Thursday, The New York Times reported there’s actually a small amount of United States special forces located on the ground at Saudi Arabia’s border of Yemen. These soldiers haven’t only been on the ground since late in the year 2017, but are there on missions to assist Saudi Arabia’s military battles against the Shi’ite Houthi movements in Yemen.
No public debates had happened in respects to their deployment. The Pentagon indeed is appearing to have went to great efforts not to let the American public or Congress be made aware about the Green Berets being send to the Yemen border. These Green Berets intentions are to assist the Saudis in “locating and destroying” Houthi missile caches, and strike Houthi launch sites within Yemen.
This has been happening even though the Trump Administration tells Congress about America’s involvement in Yemen being only “non-combat,” and again, even with the Pentagon repeating claims that America’s only in Yemen involvement was support and logistics for the Saudi’s air war.
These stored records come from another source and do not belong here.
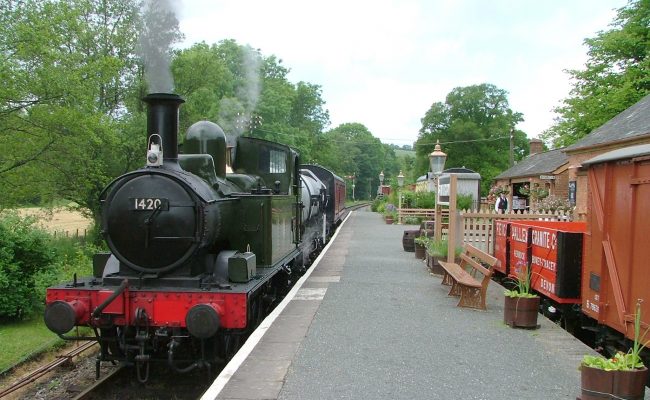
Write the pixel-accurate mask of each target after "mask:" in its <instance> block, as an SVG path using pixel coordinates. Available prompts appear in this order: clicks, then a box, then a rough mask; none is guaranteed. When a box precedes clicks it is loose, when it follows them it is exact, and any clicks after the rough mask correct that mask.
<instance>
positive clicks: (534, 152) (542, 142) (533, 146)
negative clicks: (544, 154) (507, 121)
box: [530, 139, 544, 156]
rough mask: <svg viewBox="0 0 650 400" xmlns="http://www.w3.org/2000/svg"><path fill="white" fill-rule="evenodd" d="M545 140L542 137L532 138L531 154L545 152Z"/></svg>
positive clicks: (530, 140)
mask: <svg viewBox="0 0 650 400" xmlns="http://www.w3.org/2000/svg"><path fill="white" fill-rule="evenodd" d="M543 152H544V142H543V141H541V140H540V139H530V155H531V156H532V155H533V154H538V153H543Z"/></svg>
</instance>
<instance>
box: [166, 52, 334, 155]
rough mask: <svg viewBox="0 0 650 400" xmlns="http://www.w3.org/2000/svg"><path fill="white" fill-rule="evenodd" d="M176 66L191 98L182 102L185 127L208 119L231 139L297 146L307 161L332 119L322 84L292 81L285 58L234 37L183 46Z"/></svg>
mask: <svg viewBox="0 0 650 400" xmlns="http://www.w3.org/2000/svg"><path fill="white" fill-rule="evenodd" d="M172 69H173V72H174V78H175V81H176V87H177V89H178V92H179V94H181V95H182V96H183V97H185V99H186V101H187V102H186V104H185V105H184V106H183V107H182V108H181V129H182V130H183V131H184V130H185V128H187V127H188V126H189V125H190V124H192V123H194V122H196V121H198V120H201V119H207V120H211V121H213V122H216V123H218V124H219V125H221V127H222V128H223V129H224V131H225V132H226V134H227V135H228V136H229V137H230V142H231V143H234V137H236V136H237V135H240V134H242V133H246V134H248V135H252V136H255V137H259V138H262V139H267V140H272V141H277V142H280V143H284V144H286V145H289V146H292V147H295V148H297V149H298V150H299V151H300V154H301V157H302V160H303V161H306V162H308V161H309V160H311V159H312V157H313V151H312V149H313V145H314V141H315V140H316V139H317V137H318V136H319V135H320V134H322V132H323V129H325V127H327V125H329V115H328V113H327V110H325V109H324V105H325V102H324V101H323V99H322V97H321V89H320V86H318V85H314V84H310V83H307V82H298V83H297V84H293V83H291V82H289V80H288V79H287V74H288V73H289V70H288V69H287V68H286V67H284V66H283V65H282V61H281V60H279V59H277V58H276V57H275V56H268V57H264V56H263V55H262V54H261V53H260V51H259V50H254V49H252V48H250V47H249V46H240V45H238V44H237V43H236V42H235V41H234V40H224V41H221V42H219V43H218V44H213V45H210V46H209V45H207V44H205V43H199V44H196V45H194V46H192V47H191V48H189V49H186V50H182V51H179V52H177V53H176V54H175V57H174V59H173V61H172ZM197 71H198V73H197ZM203 77H205V79H202V78H203Z"/></svg>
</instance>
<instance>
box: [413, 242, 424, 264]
mask: <svg viewBox="0 0 650 400" xmlns="http://www.w3.org/2000/svg"><path fill="white" fill-rule="evenodd" d="M426 254H427V249H426V247H424V246H422V245H419V244H417V243H415V258H417V259H418V260H424V259H425V258H426Z"/></svg>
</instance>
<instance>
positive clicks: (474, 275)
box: [439, 243, 497, 310]
mask: <svg viewBox="0 0 650 400" xmlns="http://www.w3.org/2000/svg"><path fill="white" fill-rule="evenodd" d="M496 262H497V259H496V258H494V257H492V256H491V255H489V254H487V253H485V252H484V251H482V250H479V249H477V248H476V247H474V246H472V245H471V244H467V243H465V244H463V252H462V253H461V254H460V265H459V264H456V263H449V262H444V261H439V263H440V265H441V266H442V268H443V269H444V275H443V278H442V284H443V285H448V286H451V289H450V290H449V296H460V300H459V301H458V307H470V308H477V309H480V310H485V309H486V306H485V294H486V292H487V286H488V284H489V283H490V277H491V276H492V272H493V268H494V265H495V264H496ZM484 265H485V266H484ZM479 273H480V274H481V275H483V279H482V280H480V281H479V280H478V279H477V277H476V276H477V275H478V274H479Z"/></svg>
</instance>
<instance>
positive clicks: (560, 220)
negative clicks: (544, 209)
mask: <svg viewBox="0 0 650 400" xmlns="http://www.w3.org/2000/svg"><path fill="white" fill-rule="evenodd" d="M497 219H508V220H522V221H523V220H539V221H573V220H574V219H573V215H572V214H568V213H564V212H555V213H551V212H528V211H525V212H510V213H506V214H499V213H497V212H496V211H469V210H465V211H461V212H460V218H459V220H460V223H459V226H458V229H460V232H459V234H458V236H457V237H459V238H462V242H463V243H469V244H471V245H473V246H475V247H477V248H479V249H481V250H483V251H485V252H486V253H488V254H494V221H495V220H497Z"/></svg>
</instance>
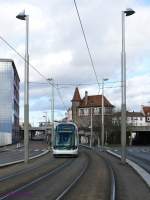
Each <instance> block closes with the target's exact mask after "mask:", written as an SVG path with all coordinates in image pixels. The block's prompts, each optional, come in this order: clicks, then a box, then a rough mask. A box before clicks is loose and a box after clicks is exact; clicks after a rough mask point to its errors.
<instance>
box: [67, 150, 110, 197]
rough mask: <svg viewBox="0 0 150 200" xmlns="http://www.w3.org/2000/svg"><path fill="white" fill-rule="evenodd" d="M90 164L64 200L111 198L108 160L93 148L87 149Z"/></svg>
mask: <svg viewBox="0 0 150 200" xmlns="http://www.w3.org/2000/svg"><path fill="white" fill-rule="evenodd" d="M86 152H88V154H89V157H90V164H89V167H88V169H87V171H86V173H85V174H84V175H83V176H82V178H81V179H79V181H78V184H76V185H75V187H73V188H72V189H71V190H70V192H69V193H68V194H67V195H66V196H65V197H64V198H63V199H64V200H110V176H109V175H110V174H109V169H108V167H107V164H106V162H105V161H104V159H103V158H101V157H99V156H98V155H96V153H95V152H93V151H91V150H86Z"/></svg>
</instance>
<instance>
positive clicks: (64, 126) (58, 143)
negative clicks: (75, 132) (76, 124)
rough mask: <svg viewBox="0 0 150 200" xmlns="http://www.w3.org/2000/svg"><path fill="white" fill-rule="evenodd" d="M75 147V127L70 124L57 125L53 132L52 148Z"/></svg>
mask: <svg viewBox="0 0 150 200" xmlns="http://www.w3.org/2000/svg"><path fill="white" fill-rule="evenodd" d="M74 147H75V127H74V126H73V125H71V124H69V125H65V124H61V125H58V126H57V128H56V131H55V144H54V148H59V149H70V148H74Z"/></svg>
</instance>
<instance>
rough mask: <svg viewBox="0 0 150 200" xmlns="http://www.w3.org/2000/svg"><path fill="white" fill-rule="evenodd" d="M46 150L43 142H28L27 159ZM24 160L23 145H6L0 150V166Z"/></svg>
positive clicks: (15, 144) (44, 144)
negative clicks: (28, 147)
mask: <svg viewBox="0 0 150 200" xmlns="http://www.w3.org/2000/svg"><path fill="white" fill-rule="evenodd" d="M47 149H48V145H47V143H46V142H45V141H30V142H29V157H33V156H37V155H39V154H41V153H43V152H45V151H46V150H47ZM22 159H24V145H23V143H21V144H20V147H18V145H17V144H15V145H8V146H4V147H1V148H0V165H1V164H5V163H10V162H14V161H18V160H22Z"/></svg>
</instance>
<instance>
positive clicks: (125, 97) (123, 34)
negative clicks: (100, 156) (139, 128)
mask: <svg viewBox="0 0 150 200" xmlns="http://www.w3.org/2000/svg"><path fill="white" fill-rule="evenodd" d="M134 13H135V11H134V10H132V9H130V8H128V9H126V10H125V11H122V52H121V86H122V103H121V147H122V149H121V162H122V163H123V164H125V163H126V52H125V16H130V15H133V14H134Z"/></svg>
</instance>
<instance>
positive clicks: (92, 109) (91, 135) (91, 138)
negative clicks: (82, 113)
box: [90, 107, 93, 147]
mask: <svg viewBox="0 0 150 200" xmlns="http://www.w3.org/2000/svg"><path fill="white" fill-rule="evenodd" d="M92 140H93V108H92V107H91V137H90V147H92Z"/></svg>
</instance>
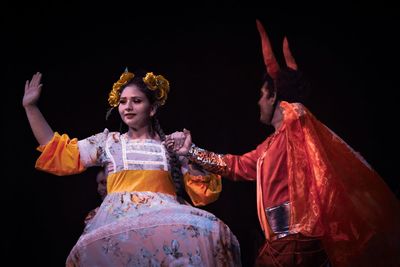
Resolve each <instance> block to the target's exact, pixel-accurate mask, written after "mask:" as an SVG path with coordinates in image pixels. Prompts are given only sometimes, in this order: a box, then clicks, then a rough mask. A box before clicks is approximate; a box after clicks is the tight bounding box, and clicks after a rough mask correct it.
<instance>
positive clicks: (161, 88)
mask: <svg viewBox="0 0 400 267" xmlns="http://www.w3.org/2000/svg"><path fill="white" fill-rule="evenodd" d="M134 77H135V74H134V73H132V72H129V71H128V69H125V72H124V73H122V75H121V76H120V78H119V80H118V81H117V82H115V83H114V85H113V88H112V90H111V92H110V93H109V95H108V103H109V104H110V106H111V108H115V107H117V106H118V104H119V98H120V96H121V88H122V87H123V86H125V85H126V84H127V83H128V82H129V81H131V80H132V79H133V78H134ZM143 82H144V83H145V84H146V86H147V89H149V90H151V91H155V95H156V101H157V103H158V104H159V105H160V106H162V105H164V104H165V101H166V100H167V96H168V93H169V82H168V80H167V79H165V78H164V76H162V75H154V74H153V73H152V72H148V73H147V74H146V76H145V77H144V78H143Z"/></svg>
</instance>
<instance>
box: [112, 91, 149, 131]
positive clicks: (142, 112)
mask: <svg viewBox="0 0 400 267" xmlns="http://www.w3.org/2000/svg"><path fill="white" fill-rule="evenodd" d="M118 111H119V114H120V116H121V119H122V121H123V122H124V123H125V124H126V125H128V127H129V128H134V129H140V128H142V127H146V126H148V125H149V124H150V120H151V117H152V116H154V114H155V113H156V109H155V108H154V106H153V105H151V104H150V101H149V99H148V98H147V96H146V95H145V94H144V93H143V92H142V91H140V90H139V88H138V87H137V86H136V85H134V84H132V85H128V86H127V87H125V88H124V90H123V91H122V93H121V97H120V100H119V106H118Z"/></svg>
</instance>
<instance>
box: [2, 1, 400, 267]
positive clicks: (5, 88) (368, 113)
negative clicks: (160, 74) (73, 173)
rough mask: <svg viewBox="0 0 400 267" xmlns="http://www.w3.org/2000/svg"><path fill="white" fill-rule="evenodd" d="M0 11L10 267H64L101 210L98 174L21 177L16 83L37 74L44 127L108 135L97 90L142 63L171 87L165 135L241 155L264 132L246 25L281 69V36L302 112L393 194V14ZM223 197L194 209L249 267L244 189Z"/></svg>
mask: <svg viewBox="0 0 400 267" xmlns="http://www.w3.org/2000/svg"><path fill="white" fill-rule="evenodd" d="M5 7H6V8H5V9H3V10H2V13H3V16H2V17H3V18H2V22H1V24H2V44H3V45H2V47H3V48H2V54H3V56H2V57H3V58H4V59H5V61H6V64H5V65H6V70H5V72H3V74H4V77H3V78H2V96H3V97H2V98H1V99H2V103H1V109H2V110H1V116H2V122H3V127H2V135H3V136H2V137H3V138H2V140H3V147H4V148H3V158H5V159H6V161H5V162H4V161H3V162H4V165H3V175H2V179H3V183H2V185H3V195H2V197H3V198H4V199H3V201H2V204H3V205H2V207H3V216H2V217H3V221H5V222H6V227H5V228H4V229H5V230H4V231H5V239H4V240H3V242H2V243H3V245H4V244H5V250H4V249H3V252H5V253H6V255H7V256H8V257H9V258H10V260H11V261H12V262H16V263H19V264H22V265H24V264H30V265H34V266H36V265H39V266H63V265H64V262H65V259H66V257H67V255H68V253H69V251H70V249H71V248H72V247H73V245H74V244H75V242H76V241H77V239H78V237H79V235H80V234H81V232H82V229H83V219H84V217H85V216H86V214H87V212H88V211H89V210H91V209H92V208H94V207H96V206H97V205H98V204H99V203H100V198H99V196H98V194H97V192H96V181H95V176H96V172H97V170H98V169H96V168H92V169H89V170H88V171H86V172H84V173H83V174H80V175H73V176H66V177H57V176H53V175H50V174H47V173H43V172H39V171H37V170H35V169H34V164H35V160H36V158H37V157H38V155H39V152H37V151H36V150H35V148H36V146H37V142H36V140H35V139H34V137H33V135H32V133H31V130H30V127H29V124H28V121H27V119H26V116H25V113H24V110H23V108H22V105H21V100H22V96H23V89H24V83H25V81H26V80H27V79H30V78H31V77H32V75H33V74H34V73H35V72H36V71H40V72H42V73H43V80H42V82H43V84H44V86H43V91H42V96H41V99H40V103H39V105H40V108H41V110H42V111H43V113H44V114H45V116H46V118H47V120H48V122H49V123H50V125H51V126H52V128H53V130H55V131H58V132H59V133H67V134H68V135H69V136H70V137H77V138H85V137H88V136H90V135H92V134H94V133H97V132H100V131H102V130H103V129H104V128H105V127H109V128H111V129H112V130H116V129H115V128H112V127H114V126H115V125H111V123H110V122H106V121H105V119H104V118H105V113H106V111H107V108H108V106H107V97H108V93H109V91H110V89H111V86H112V84H113V83H114V82H115V81H116V80H117V79H118V78H119V75H120V74H121V73H122V72H123V70H124V68H125V66H128V67H132V68H135V67H142V68H145V69H148V70H151V71H153V72H155V73H156V74H162V75H164V76H165V77H166V78H167V79H169V81H170V84H171V92H170V94H169V98H168V101H167V104H166V106H165V107H163V108H162V109H161V110H160V112H159V119H160V122H161V124H162V127H163V128H164V130H165V132H167V133H170V132H172V131H175V130H181V129H182V128H184V127H185V128H187V129H190V130H191V131H192V136H193V141H194V142H195V143H196V144H197V145H198V146H200V147H203V148H207V149H209V150H212V151H216V152H219V153H232V154H241V153H245V152H247V151H250V150H252V149H253V148H255V146H256V145H257V144H259V143H260V142H262V141H263V140H264V139H265V137H266V136H267V135H268V134H269V133H270V132H271V129H268V128H265V126H263V125H262V124H261V123H260V122H259V111H258V106H257V101H258V97H259V88H260V80H261V79H260V78H261V76H262V73H263V70H264V65H263V60H262V54H261V48H260V39H259V35H258V32H257V29H256V24H255V19H256V18H259V19H260V20H261V21H262V23H263V24H264V25H265V27H266V30H267V32H268V34H269V37H270V39H271V41H272V44H273V46H274V50H275V55H276V57H277V58H278V60H280V62H282V52H281V43H282V38H283V35H284V34H286V35H287V37H288V39H289V43H290V45H291V48H292V52H293V54H294V56H295V58H296V61H297V63H298V65H299V67H300V68H301V70H303V71H304V72H305V74H306V75H307V77H308V78H309V80H310V82H311V84H312V89H313V91H312V95H311V98H310V99H309V101H308V103H307V106H308V107H309V109H310V110H311V111H312V112H313V113H314V114H315V115H316V116H317V117H318V118H319V119H320V120H321V121H322V122H324V123H325V124H326V125H327V126H328V127H330V128H331V129H332V130H333V131H335V132H336V133H337V134H338V135H340V136H341V137H342V138H343V139H344V140H345V141H346V142H348V143H349V144H350V145H351V146H352V147H353V148H354V149H355V150H357V151H359V152H360V153H361V154H362V155H363V156H364V157H365V158H366V160H367V161H368V162H369V163H370V164H371V165H372V166H373V167H374V168H375V170H376V171H378V173H380V174H381V176H382V178H383V179H384V180H385V182H386V183H387V184H388V186H389V187H390V188H391V189H392V191H393V192H394V193H396V194H397V196H398V195H399V175H398V171H397V169H398V168H397V165H398V158H399V157H398V155H397V153H398V152H397V151H398V145H397V144H398V132H397V130H395V128H397V125H396V124H397V123H398V111H397V106H396V104H397V103H398V101H397V99H396V96H397V95H398V93H397V91H398V89H399V86H398V75H399V72H398V69H399V66H398V65H399V52H398V47H399V42H398V41H396V40H395V39H396V38H397V36H396V35H397V34H398V29H397V26H396V25H397V24H398V14H399V12H398V11H399V10H398V9H397V10H396V9H395V8H393V7H392V6H385V5H384V4H383V3H382V4H380V5H379V6H376V5H374V6H373V5H366V4H363V5H352V6H350V5H343V6H339V5H336V6H326V7H320V6H314V7H312V8H311V7H305V6H302V7H297V6H296V7H294V6H291V7H285V8H284V7H277V6H269V4H268V3H263V4H262V5H261V3H260V4H258V5H254V6H252V5H250V4H248V5H247V6H239V5H234V4H224V5H221V6H217V5H209V6H205V5H199V6H197V7H192V8H188V7H181V9H180V10H179V12H178V10H177V11H175V12H172V13H171V12H169V11H166V10H167V6H165V7H164V6H159V5H157V4H155V3H151V4H148V5H146V4H145V3H142V5H140V6H139V5H136V4H135V2H132V3H130V4H129V5H127V4H122V3H117V2H114V3H107V4H102V5H100V4H98V3H96V6H91V5H88V4H86V5H74V4H72V3H70V2H62V1H61V2H60V1H57V2H54V4H48V3H44V2H36V3H31V4H22V3H18V2H12V3H6V4H5ZM314 9H315V10H314ZM3 66H4V64H3ZM223 187H224V188H223V192H222V194H221V197H220V199H219V200H218V201H217V202H215V203H213V204H211V205H209V206H207V207H204V209H206V210H208V211H211V212H213V213H214V214H216V215H217V216H218V217H219V218H220V219H222V220H223V221H224V222H225V223H227V224H228V225H229V226H230V228H231V229H232V231H233V232H234V233H235V234H236V236H237V237H238V239H239V241H240V243H241V250H242V258H243V265H244V266H251V263H252V260H253V257H254V255H255V253H256V246H257V244H258V240H259V224H258V219H257V215H256V202H255V184H254V183H245V182H238V183H233V182H230V181H228V180H224V183H223ZM3 227H4V226H3ZM12 253H17V255H19V256H12Z"/></svg>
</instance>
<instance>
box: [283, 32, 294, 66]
mask: <svg viewBox="0 0 400 267" xmlns="http://www.w3.org/2000/svg"><path fill="white" fill-rule="evenodd" d="M283 55H284V56H285V61H286V66H288V67H289V68H291V69H294V70H297V64H296V61H295V60H294V57H293V55H292V53H291V52H290V49H289V43H288V41H287V38H286V36H285V38H284V39H283Z"/></svg>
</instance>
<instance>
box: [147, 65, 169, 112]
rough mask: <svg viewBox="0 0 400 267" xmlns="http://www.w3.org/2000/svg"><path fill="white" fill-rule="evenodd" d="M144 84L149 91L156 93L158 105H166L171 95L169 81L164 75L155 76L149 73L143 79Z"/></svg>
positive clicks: (156, 98)
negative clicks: (170, 92)
mask: <svg viewBox="0 0 400 267" xmlns="http://www.w3.org/2000/svg"><path fill="white" fill-rule="evenodd" d="M143 82H144V83H145V84H146V85H147V88H148V89H149V90H152V91H156V99H157V103H158V104H159V105H160V106H162V105H164V104H165V101H166V100H167V97H168V93H169V82H168V80H167V79H165V78H164V76H162V75H154V74H153V73H152V72H148V73H147V74H146V76H145V77H144V78H143Z"/></svg>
Senator Tim Kaine (D-VA) stated that the Pentagon was purposely “blurring the lines between train and equip missions and combat.” It’s not clear from reporting by the New York Times if the United States soldiers went into Yemen, but since their mission is to target Houthi sites, it seems nearly certain they did.
Centcom Commander General Joseph Votel in the March debate, stated that he held authorization to “assist the Saudis in defending their border.” Although, at around this time he said to the Senate this is being done purely with intelligence sharing along with “military advice.” It’s obvious, that it also involved physical United States soldiers on the border.
The consequences of the Pentagon’s deception, what they will be domestically, is remaining to be seen. At the bare minimum it looks as though this may provide a brand new pretext for voting to end involvement by the United States in the War in Yemen, since Congress was lacking all the data they required to hold informed voting in March.
Featured Image: CC/Flickr/USASOC News Service
Kyle James Lee – The AEGIS Alliance – This work is licensed under a Creative Commons Attribution-ShareAlike 4.0 International License.